A group of horses tethered by chains on land owned by a government organisation have prompted a stream of complaints from animal lovers.

Wednesday, 23rd October 2019, 2:27 pm
One of the horses in the field

The dozen or more horses are in a field at Tattenhoe Park, directly opposite Priory Rise Primary School.

This week their owner, a man called Nathan, denied claims that he was shipping the horses to France to be sold for meat.

He has also denied the horses are poorly looked after and said permanent tethering was an ancient practice that is “common” in the equine world.

One of the horses in the field

“There are stallions and colts in the same field. If I didn't tether them they could injure each other,” he said.

The RSPCA confirmed it has received complaints from members of the public about the animals One of their inspectors, together with a World Horse Welfare field officer, visited the horses last week.

In a joint statement, the RSPCA and World Horse Welfare said: "We regularly visit these horses and, last week, an RSPCA inspector and World Horse Welfare field officer went to Tattenhoe Park to check the welfare of all of the horses at the site.

”While we do not believe that tethering is an ideal way of keeping a horse, it is not illegal in itself. We understand why members of the public can find tethering worrying.”

The dozen or more horses are in a field at Tattenhoe Park, directly opposite Priory Rise Primary Schoo.

They added: “When we visited the horses had plenty of grazing, access to water and appeared to be in good condition.”

Members of the public have complained the horses looked “unkempt” with long forelocks obscuring their vision. And some of the head collars and tethers appeared too tight and people claimed were the cause of sores on their skin.

“One of the ponies had a big growth/abscess on his face which looked as though it had been caused by the head collar being too tight. Most of the horses have overgrown hooves and some have such long forelocks that they literally cannot see a thing and their hair is too heavy for them to flick back out of their eyes,” said one woman.

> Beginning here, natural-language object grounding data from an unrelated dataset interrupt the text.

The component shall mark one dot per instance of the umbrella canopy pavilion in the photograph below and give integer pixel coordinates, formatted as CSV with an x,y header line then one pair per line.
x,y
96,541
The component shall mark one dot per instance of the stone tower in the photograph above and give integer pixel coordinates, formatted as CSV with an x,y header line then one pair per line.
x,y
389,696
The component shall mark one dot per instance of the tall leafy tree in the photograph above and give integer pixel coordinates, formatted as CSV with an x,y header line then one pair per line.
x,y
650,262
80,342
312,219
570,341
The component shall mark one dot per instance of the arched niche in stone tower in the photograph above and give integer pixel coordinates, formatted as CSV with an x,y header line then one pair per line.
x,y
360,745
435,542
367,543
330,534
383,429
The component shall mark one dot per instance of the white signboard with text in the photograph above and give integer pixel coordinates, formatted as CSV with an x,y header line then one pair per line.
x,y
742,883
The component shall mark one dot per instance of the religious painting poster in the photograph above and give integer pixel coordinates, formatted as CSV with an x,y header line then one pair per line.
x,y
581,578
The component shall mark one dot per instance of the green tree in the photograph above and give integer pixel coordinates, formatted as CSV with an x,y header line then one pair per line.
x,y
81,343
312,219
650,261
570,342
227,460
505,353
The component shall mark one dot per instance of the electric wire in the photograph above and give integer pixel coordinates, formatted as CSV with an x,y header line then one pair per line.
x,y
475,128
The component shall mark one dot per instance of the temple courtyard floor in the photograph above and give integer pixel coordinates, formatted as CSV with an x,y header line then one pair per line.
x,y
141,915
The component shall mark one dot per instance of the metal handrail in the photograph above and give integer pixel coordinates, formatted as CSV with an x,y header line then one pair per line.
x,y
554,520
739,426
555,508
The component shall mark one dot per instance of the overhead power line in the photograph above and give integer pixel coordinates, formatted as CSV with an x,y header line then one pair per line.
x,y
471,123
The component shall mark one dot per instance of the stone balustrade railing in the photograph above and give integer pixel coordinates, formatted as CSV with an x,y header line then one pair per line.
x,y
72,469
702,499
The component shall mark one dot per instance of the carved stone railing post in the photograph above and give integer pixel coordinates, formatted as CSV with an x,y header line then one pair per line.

Nathan has denied these claims and says the animals are well treated and healthy. He also denies he has told passers-by that his horses are sold for meat.

He says his horses have been on the field for more than 20 years.

"If they're being sold for meat, they would disappear from the field, wouldn't they?" he said.

The land is owned by Homes England, which was set up by the government as a non-departmental public body to fund affordable housing throughout the country.

Homes England confirmed this week that the owner of the horses does not pay anything for use of the field.

A Homes England spokesperson said: “We are aware of the situation, which the parish council and RSPCA are actively monitoring.

Meanwhile, Nathan says he has asked for police to investigate recent incidents of “criminal damage” to his horses where people have let them loose from the tethers and cut their manes and forelocks.